Кампания 1788 года началась с невеликой операции, но неожиданно громко. В Глубокой пристани базировалась гребная флотилия, охранявшая подступы к Херсону и Николаеву. При флотилии состояла дубель-шлюпка № 2 под командой кавторанга Сакена. Несмотря на разницу в возрасте, он был верным дружком Веревкина. Оба кончали Морской кадетский корпус, понюхали пороху на Балтике, перевелись на Черное море. Частенько вместе коротали вечера в Глубокой пристани. Остро переживал Сакен неудачу своего друга. В одном был твердо уверен, о чем всегда повторял товарищам:
- Турок Андрей пошерстил знатно, не одну посудину на дно отправил. Сам в руки не дался, видимо, контужен был, в беспамятстве. Потому до крюйт-камеры не добрался.
В середине мая Сакена послали с депешей к Суворову, в Кинбурн. Там и нес он дозорную службу. Подружился с командиром Козловского полка подполковником Федором Марковым.

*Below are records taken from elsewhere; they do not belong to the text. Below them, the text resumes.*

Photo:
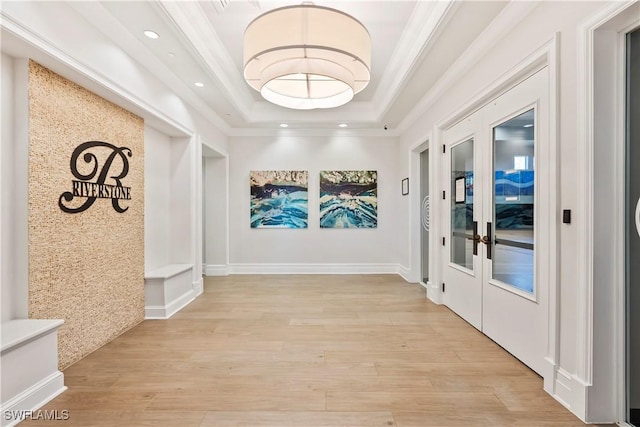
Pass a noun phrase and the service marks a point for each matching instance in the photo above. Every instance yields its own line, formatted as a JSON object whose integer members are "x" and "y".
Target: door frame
{"x": 545, "y": 56}
{"x": 601, "y": 82}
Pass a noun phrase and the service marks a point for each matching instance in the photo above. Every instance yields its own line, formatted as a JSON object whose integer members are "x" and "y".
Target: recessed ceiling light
{"x": 151, "y": 34}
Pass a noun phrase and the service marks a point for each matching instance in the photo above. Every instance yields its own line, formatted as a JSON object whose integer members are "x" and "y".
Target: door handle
{"x": 476, "y": 237}
{"x": 638, "y": 217}
{"x": 488, "y": 240}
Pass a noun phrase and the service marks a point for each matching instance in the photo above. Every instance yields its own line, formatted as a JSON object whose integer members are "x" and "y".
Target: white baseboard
{"x": 405, "y": 273}
{"x": 570, "y": 391}
{"x": 433, "y": 293}
{"x": 216, "y": 270}
{"x": 198, "y": 288}
{"x": 33, "y": 398}
{"x": 314, "y": 268}
{"x": 166, "y": 311}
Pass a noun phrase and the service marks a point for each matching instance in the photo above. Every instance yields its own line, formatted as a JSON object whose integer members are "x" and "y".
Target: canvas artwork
{"x": 348, "y": 199}
{"x": 279, "y": 199}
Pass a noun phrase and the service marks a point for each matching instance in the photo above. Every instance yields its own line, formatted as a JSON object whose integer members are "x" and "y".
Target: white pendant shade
{"x": 307, "y": 56}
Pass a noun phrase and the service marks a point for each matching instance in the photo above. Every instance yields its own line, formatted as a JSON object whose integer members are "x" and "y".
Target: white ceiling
{"x": 414, "y": 43}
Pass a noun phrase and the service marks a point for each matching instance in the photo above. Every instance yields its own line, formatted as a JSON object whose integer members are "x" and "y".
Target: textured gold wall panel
{"x": 86, "y": 268}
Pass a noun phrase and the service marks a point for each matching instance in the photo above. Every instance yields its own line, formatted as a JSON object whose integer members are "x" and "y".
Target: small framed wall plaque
{"x": 405, "y": 186}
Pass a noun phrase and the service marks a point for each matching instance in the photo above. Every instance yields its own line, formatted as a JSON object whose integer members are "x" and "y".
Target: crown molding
{"x": 191, "y": 21}
{"x": 507, "y": 19}
{"x": 97, "y": 15}
{"x": 417, "y": 38}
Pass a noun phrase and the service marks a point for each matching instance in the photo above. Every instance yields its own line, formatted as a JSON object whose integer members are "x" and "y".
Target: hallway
{"x": 343, "y": 350}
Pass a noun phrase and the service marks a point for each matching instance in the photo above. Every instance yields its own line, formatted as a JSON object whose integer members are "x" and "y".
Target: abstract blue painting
{"x": 279, "y": 199}
{"x": 348, "y": 199}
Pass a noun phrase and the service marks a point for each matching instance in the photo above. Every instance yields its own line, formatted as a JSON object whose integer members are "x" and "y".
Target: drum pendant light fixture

18 мая в Лимане под Очаковом объявилась армада Гуссейн-паши в пятьдесят с лишним вымпелов. Спустя неделю турки опоясали Кинбурн завесой из тринадцати галер.
Утром 26 мая Суворов вызвал Сакена, вручил пакет:
- Поспешай-ка, братец, в Глубокую пристань. Извести командующего о гостях турецких. Пускай готовит им подарки.
Полководец испытующе посмотрел на командира дубель-шлюпки:
- Знаю, моряки перед неприятелем не робеют, но бери и смекалкой. Их ведь, видишь, тьма, как саранча, налетела.
Сакен ответил без бравады:
- Не впервой, ваше превосходительство. Не числом, так уменьем. Наиглавнейшее - Отечество не посрамить.
- Молодец, - похвалил Суворов, - с Богом.